Often called the P.T. Barnum of the electronic age, Darnell says keeping his hard-to-reach young, male viewers is a priority, and they need adrenaline.

"You've got to get people excited. You've got to give them a reason to come into the tent, and then, hopefully, once they get there, you give them a reason to stay," he says.

But Ken Tucker, a TV critic for Entertainment Weekly, says such programming is the wrong direction for television, since it aims for the lowest common denominator.

"It's not good television. It's not good for the state of television, for the kind of moral fiber of television to have that kind of programming become widespread and popular," Tucker says.

And Jeff Cole of UCLA's Center for Communication Policy agrees. His office issues a comprehensive report on TV violence.

"We tried to distinguish between violence which, in its context, might send an appropriate message, and violence which, within its context, might send an inappropriate message," Cole says. "And these reality specials tend to be violence without any context."

But Darnell disagrees, saying that while his shows get their viewers' adrenaline pumping, they also put real-life spectacles in context.

"It's the same pictures of violence depicted that you see on your local news every day, and certainly in news magazines," he says.

"So the theme is 'World's Scariest Police Chases,'" he continues, citing one example. "So it's an hour of police chases. And then we put it in context -- you know, this guy was running from this, he shouldn't have been, and you never are going to get away with it if you try to run."

And where does he draw the line? "That's a good question," he answers. "I draw the line with things that are going to hurt people."

Boise resident Marge Penfold says the crew shooting "World's Nastiest Neighbors" was an in-your-face nuisance

Going too far? They say yes

Some residents of a cul-de-sac in Boise, Idaho, say they were hurt by a Fox crew shooting a segment for a "Candid Camera"-style special called "World's Nastiest Neighbors."

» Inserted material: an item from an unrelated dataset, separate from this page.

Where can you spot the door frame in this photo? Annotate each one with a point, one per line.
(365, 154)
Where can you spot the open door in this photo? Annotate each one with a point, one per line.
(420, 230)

Actors posing as residents moved into an empty house on their quiet street, and, neighbors say, proceeded to fill the front lawn with pink flamingos, trampolines, outlandish statues and a mud-wrestling pit.

"They were talking to our children, and saying things like 'cute little honey pies,' and the kids play out here in this cul-de-sac all the time," says resident Marge Penfold. "Anytime that you came out in the front cul-de-sac, they were in your face.

Darnell couldn't say whether the camera crew went too far, or whether the neighbors just took the incident too seriously. But he did say that based on the Boise citizens' reaction, the whole "Candid Camera" genre could be too touchy and maybe "it's better to stick with the stuff that already exists."

Meanwhile, he'll keep listening to pitches for new shows. He passed on a recent suggestion to air the "World's Scariest Throw-Up Moments." But he does hope to sink a huge ship, live, for a future show.

"The 'Titanic' was a great movie, and it was probably recreated beautifully, but this is your first chance to experience what it is really like to go down on a ship, and to see it sink. And so for an hour, we'll play that out live and see how it works," he says.

The bottom line, of course, is ratings; the recent specials "World's Wildest Police Videos" and "Shocking Moments Caught On Tape," helped the Fox network notch its best ratings in nearly six years among the all-important demographic of 18- to 49-year-olds.